Either way, a legislative avenue seems less likely after this attempt. Even in a time when the virus and budget difficulties added urgency for new revenue, the tribes were able to kill the bill.
Dodd hinted that the cardroom language would be separated from sports wagering in future efforts, but the tribes have little reason to negotiate on a legislative bill when their initiative is back on track for 2022.

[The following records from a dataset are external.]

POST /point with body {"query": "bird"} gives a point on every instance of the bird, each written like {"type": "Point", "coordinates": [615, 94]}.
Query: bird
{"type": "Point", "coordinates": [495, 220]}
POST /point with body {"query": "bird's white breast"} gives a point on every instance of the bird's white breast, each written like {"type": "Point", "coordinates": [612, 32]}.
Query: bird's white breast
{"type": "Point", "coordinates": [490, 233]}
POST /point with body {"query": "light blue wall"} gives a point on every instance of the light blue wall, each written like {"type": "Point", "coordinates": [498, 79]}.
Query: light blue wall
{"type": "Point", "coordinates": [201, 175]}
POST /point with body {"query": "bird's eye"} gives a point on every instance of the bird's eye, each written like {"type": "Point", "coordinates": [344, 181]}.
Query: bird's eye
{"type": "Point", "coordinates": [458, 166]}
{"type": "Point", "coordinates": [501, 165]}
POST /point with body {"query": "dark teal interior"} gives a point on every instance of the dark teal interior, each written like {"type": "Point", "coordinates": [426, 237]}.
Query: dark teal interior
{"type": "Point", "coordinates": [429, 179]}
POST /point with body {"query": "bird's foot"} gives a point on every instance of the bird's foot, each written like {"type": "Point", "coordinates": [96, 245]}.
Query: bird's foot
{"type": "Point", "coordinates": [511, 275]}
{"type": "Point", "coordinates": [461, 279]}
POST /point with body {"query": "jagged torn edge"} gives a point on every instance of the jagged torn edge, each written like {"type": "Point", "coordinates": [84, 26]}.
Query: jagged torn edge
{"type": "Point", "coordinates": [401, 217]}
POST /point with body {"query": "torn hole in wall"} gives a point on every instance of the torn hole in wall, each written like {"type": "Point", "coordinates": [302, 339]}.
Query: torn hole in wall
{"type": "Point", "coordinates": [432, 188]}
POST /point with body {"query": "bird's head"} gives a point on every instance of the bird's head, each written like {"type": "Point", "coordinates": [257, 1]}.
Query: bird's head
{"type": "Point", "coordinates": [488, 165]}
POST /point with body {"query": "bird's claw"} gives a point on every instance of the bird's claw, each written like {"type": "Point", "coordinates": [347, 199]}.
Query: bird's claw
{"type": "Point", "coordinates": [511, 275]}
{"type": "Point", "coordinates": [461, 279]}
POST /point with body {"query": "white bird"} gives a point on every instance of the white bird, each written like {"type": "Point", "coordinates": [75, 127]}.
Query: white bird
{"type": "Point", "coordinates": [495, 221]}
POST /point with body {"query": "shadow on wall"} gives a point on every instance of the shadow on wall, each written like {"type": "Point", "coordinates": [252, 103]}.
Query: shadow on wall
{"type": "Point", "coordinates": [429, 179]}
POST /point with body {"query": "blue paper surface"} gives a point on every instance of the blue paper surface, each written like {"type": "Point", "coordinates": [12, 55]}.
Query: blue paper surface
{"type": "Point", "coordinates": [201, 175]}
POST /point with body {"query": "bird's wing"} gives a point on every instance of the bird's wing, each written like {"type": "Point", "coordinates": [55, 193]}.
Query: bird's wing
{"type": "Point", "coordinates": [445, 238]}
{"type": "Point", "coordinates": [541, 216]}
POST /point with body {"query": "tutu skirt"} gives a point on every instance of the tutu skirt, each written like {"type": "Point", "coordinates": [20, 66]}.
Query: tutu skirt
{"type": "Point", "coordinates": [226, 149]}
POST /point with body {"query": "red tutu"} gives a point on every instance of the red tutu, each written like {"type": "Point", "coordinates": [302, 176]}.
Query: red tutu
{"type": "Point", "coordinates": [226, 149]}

Tribal leaders behind the initiative went to court to get the deadline to gather signatures extended to Oct. 12, with a promise from the judge that they can come back to push the date further if warranted by continued pandemic restrictions.
With this effort showing that a legislative attempt for sports wagering couldn’t work even during the perfect storm, some who spoke with PlayCA for this article expect the focus for any competing option to the tribal proposal to shift to the initiative process.
For the professional sports leagues and teams, DraftKings and FanDuel, and any others who want to see online sports betting, they now know that isn’t likely to happen legislatively. But if they introduce their own initiative for 2022, they can let CA voters decide on mobile wagering.
Dodd: We probably should have just come out with the language back in January and socialized it better. Hindsight is 20/20, but that’s what I’d do different.
Wetch: I think the cardrooms were trying to shoot for the moon. They feared tribes would be successful in getting the initiative on the ballot, so they found a way to take advantage of the budget situation to try to throw a Hail Mary. I think the cardrooms were looking at it through a prism of, this is our one shot to try to head off the initiative, which if it’s on the ballot I think passes.
Dodd: Theirs didn’t qualify for 2020, and perhaps we can work together on an initiative for 2022. Chairman Gray and I are not done in this area.
Mejia: In contrast to this failed effort, over a million Californians have signed our petition to authorize sports wagering, making it the most viable path to legalizing sports wagering in California — especially with so much support from voters.